However, it’s the online reviews themselves that make Cernobori more trustworthy of the Fiske and Insider’s Guides; she says compiled research from multiple testimonials gives a more well-rounded profile.

“I think every experience is what you make of it,” Swanson adds. “So I don’t think that looking at reviews is necessarily all that helpful because some people are going to love a school that you might hate.”

In addition to word of mouth, the advent of Facebook has brought along with it a behind-the-scenes look into a college’s social scene. A survey conducted by Zinch, a college scholarship website, reported that 68 percent of students use social media to research potential schools and that 38 percent use it as a resource when deciding which school to enroll in. High school underclassmen and upperclassmen alike can now browse through albums of former graduates they know and tell just how crazy — or how nonexistent — their school’s party life is.

Now imagine this on steroids.

The Birth of a Movement

Meet 20-year-old Jeffrie“Yofray” Ray.

As a high school senior in the suburbs of Philadelphia, Ray began documenting his final year at school through film. The final product was a 45-minute home movie, but most of it was accidentally deleted.
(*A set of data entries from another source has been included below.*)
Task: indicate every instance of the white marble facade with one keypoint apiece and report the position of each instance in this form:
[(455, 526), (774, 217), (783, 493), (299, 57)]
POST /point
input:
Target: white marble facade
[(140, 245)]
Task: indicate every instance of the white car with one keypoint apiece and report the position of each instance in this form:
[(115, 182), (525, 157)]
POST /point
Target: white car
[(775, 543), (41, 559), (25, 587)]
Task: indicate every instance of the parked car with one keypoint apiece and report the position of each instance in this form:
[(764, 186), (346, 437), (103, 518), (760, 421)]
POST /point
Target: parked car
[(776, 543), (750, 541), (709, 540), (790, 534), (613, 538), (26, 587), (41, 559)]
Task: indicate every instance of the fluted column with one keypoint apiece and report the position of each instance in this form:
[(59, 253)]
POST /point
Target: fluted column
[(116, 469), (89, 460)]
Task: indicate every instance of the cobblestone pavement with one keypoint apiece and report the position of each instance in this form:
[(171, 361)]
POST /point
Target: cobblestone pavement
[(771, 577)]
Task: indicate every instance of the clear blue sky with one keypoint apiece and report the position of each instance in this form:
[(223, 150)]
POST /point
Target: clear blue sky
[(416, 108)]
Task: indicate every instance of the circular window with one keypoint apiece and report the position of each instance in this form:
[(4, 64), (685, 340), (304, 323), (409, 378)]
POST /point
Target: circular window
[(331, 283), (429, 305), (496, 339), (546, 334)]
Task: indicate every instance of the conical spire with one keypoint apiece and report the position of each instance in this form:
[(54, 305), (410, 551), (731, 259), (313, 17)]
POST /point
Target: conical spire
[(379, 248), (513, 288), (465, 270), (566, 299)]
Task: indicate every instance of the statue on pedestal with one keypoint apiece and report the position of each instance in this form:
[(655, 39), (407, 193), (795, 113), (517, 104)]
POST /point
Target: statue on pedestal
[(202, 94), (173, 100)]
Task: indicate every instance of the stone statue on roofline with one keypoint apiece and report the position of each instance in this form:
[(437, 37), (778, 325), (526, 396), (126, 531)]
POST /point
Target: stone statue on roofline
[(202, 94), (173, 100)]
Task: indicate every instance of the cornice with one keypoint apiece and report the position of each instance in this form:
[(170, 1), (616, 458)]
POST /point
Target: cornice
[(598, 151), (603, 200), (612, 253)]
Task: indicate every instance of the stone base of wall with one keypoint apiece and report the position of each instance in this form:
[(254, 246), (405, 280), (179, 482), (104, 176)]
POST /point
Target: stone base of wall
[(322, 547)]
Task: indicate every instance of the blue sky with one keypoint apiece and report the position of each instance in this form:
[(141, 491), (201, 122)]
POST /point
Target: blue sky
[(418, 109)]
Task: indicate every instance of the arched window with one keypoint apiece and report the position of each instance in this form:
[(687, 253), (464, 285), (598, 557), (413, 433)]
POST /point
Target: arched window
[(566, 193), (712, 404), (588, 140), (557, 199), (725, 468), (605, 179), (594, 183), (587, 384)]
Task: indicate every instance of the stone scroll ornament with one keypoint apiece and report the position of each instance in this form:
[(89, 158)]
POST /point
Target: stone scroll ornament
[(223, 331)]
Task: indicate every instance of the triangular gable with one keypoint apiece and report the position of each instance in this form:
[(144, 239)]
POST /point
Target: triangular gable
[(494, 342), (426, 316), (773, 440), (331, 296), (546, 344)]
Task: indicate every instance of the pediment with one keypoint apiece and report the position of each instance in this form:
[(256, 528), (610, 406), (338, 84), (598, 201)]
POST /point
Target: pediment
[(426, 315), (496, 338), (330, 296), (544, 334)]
As his high school buds began to leave for some of the top public and private universities in the nation, Ray decided to forgo college and finish what he had started.

“I planned to visit my friends at their schools and make video displaying a week in the life of a college student and that is when the idea truly became what it is now,” Ray said.

Ray and partner-in-crime Arya Toufanian have monopolized a previously void market with the success of “I’m Shmacked,” a series of online videos giving viewers a backstage look into the party scene of colleges across America — from as small as Ithaca College to as big as the University of Alabama and, having recently filmed at the oldest college in the nation, as prestigious Harvard University.

In less than three years, the I’m Shmacked movement has garnered over 19 million YouTube views, over 109,000 Twitter followers, nearly 100,000 Facebook likes and a reputation for showcasing the extreme.

“We do not advocate or encourage any behavior seen in the videos, we simply film,” their YouTube channel reads. “Please do not submit footage or try to recreate what you are watching.”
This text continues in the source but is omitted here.